"The popularity of Dropbox" according to Syncplicity co-founder Isaac Hall - bgraves
http://www.quora.com/Dropbox/Why-is-Dropbox-more-popular-than-other-tools-with-similar-functionality/answer/Isaac-Hall
======
bgraves
All of the answers on this Quora post were worth reading, but this one really
stands out.

Isaac Hall gives a breakdown on just how his service (Syncplicity) missed the
mark which the "Dropbox kids" nailed so effectively.

Personally, I have recommended Dropbox to many "normal" people in my
life...friends, colleagues, family members that can't be bothered
troubleshooting their disk quotas, overwrites, etc. To be honest, I'm
surprised that Google has never delivered on the much-hyped Google Drive which
has never materialized, but would probably be popular to the masses. I would
love to have Google address the data back-up problem as they've addressed the
email problem (which lead obviously to GMail).

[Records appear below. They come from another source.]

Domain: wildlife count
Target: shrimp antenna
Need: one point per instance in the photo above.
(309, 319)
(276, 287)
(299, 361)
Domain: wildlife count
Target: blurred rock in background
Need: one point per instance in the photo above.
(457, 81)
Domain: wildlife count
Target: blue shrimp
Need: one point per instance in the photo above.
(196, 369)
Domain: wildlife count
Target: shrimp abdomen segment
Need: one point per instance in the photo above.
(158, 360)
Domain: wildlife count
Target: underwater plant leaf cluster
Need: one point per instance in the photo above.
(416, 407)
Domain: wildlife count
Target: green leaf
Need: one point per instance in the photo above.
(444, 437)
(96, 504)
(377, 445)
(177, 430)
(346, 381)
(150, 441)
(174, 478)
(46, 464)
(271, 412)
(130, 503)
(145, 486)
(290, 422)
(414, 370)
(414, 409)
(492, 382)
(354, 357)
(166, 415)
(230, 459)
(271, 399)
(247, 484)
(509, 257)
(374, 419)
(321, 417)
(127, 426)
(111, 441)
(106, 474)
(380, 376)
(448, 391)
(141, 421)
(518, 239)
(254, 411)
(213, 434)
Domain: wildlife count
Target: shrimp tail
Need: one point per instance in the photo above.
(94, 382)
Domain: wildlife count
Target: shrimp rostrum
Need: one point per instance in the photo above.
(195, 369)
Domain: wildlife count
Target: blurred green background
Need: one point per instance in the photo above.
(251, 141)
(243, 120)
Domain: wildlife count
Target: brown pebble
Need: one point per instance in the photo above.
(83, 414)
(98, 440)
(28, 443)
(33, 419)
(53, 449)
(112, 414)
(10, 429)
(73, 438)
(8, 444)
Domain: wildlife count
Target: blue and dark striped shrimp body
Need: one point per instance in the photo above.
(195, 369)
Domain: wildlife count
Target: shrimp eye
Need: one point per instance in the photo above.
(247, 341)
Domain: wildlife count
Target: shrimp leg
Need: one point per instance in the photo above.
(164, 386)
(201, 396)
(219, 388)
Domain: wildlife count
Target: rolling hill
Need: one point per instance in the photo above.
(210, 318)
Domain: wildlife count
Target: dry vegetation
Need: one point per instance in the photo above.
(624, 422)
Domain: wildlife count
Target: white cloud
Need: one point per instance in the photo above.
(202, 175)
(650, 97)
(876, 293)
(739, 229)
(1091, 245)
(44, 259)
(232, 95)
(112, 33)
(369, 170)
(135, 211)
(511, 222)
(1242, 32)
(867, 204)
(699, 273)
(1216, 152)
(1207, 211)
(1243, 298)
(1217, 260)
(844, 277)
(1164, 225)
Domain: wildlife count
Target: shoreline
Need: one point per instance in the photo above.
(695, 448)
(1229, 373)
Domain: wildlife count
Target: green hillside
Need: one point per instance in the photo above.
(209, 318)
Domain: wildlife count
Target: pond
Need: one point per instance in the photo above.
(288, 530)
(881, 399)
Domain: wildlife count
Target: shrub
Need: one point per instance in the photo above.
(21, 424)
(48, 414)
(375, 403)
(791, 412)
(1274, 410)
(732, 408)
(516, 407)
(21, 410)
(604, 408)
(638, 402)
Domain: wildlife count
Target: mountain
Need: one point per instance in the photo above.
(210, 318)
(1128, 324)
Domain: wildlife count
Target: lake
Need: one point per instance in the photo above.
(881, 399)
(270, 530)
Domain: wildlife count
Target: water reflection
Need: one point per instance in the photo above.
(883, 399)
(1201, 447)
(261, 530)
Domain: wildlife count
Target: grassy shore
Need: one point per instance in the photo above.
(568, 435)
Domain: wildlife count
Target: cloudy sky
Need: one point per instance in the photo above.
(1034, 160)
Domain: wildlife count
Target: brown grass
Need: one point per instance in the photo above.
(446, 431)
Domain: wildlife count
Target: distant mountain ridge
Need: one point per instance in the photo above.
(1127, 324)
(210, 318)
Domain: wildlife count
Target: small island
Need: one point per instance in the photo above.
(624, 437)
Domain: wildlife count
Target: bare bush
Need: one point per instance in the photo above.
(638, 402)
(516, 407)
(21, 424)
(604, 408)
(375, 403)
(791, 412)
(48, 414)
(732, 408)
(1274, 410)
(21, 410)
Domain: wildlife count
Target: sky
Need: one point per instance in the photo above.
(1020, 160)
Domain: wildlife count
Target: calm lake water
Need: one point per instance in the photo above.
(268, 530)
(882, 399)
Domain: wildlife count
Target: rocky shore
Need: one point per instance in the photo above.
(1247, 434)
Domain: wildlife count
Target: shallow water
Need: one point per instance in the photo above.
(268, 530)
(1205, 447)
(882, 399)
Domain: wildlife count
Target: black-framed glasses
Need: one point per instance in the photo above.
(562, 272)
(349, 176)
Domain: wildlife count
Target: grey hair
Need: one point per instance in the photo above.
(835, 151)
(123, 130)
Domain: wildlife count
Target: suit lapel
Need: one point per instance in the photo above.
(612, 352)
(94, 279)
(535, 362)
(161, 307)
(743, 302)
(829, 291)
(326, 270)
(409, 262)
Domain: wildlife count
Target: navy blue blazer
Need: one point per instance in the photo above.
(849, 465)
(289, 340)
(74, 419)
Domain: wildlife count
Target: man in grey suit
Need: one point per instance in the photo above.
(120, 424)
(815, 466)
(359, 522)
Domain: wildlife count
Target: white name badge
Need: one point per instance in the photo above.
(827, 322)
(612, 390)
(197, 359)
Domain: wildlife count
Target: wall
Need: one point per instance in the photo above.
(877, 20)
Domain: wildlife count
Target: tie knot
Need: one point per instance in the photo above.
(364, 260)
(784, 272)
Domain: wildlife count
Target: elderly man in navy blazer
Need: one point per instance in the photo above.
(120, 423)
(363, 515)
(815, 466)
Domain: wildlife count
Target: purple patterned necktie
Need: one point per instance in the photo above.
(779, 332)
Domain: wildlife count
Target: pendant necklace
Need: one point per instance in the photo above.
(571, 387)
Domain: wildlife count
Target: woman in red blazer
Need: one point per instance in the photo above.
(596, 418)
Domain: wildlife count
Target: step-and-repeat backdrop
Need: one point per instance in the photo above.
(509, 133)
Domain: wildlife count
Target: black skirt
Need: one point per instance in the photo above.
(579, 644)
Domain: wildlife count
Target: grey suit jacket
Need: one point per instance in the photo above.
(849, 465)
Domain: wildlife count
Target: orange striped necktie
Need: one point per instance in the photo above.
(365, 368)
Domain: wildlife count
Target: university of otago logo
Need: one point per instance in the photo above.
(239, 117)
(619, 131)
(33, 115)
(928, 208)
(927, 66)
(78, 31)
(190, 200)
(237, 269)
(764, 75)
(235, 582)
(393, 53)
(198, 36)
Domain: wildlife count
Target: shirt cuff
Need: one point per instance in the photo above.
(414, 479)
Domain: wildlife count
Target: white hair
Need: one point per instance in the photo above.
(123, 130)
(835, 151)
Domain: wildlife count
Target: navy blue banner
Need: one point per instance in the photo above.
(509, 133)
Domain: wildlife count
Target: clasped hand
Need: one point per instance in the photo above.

Another great quote from this post: _If you're starting a new company, the
best thing you can do is keep your feature set small and focused. Do one thing
as best as you possibly can. Your users will beg and beg for more
functionality. They will tell you their problems and ask you to fix it. My
philosophy is that they're right if their feature request is right only if it
works for 80% of your customers. Until you have a lot of resources, stay
focused on your core competency._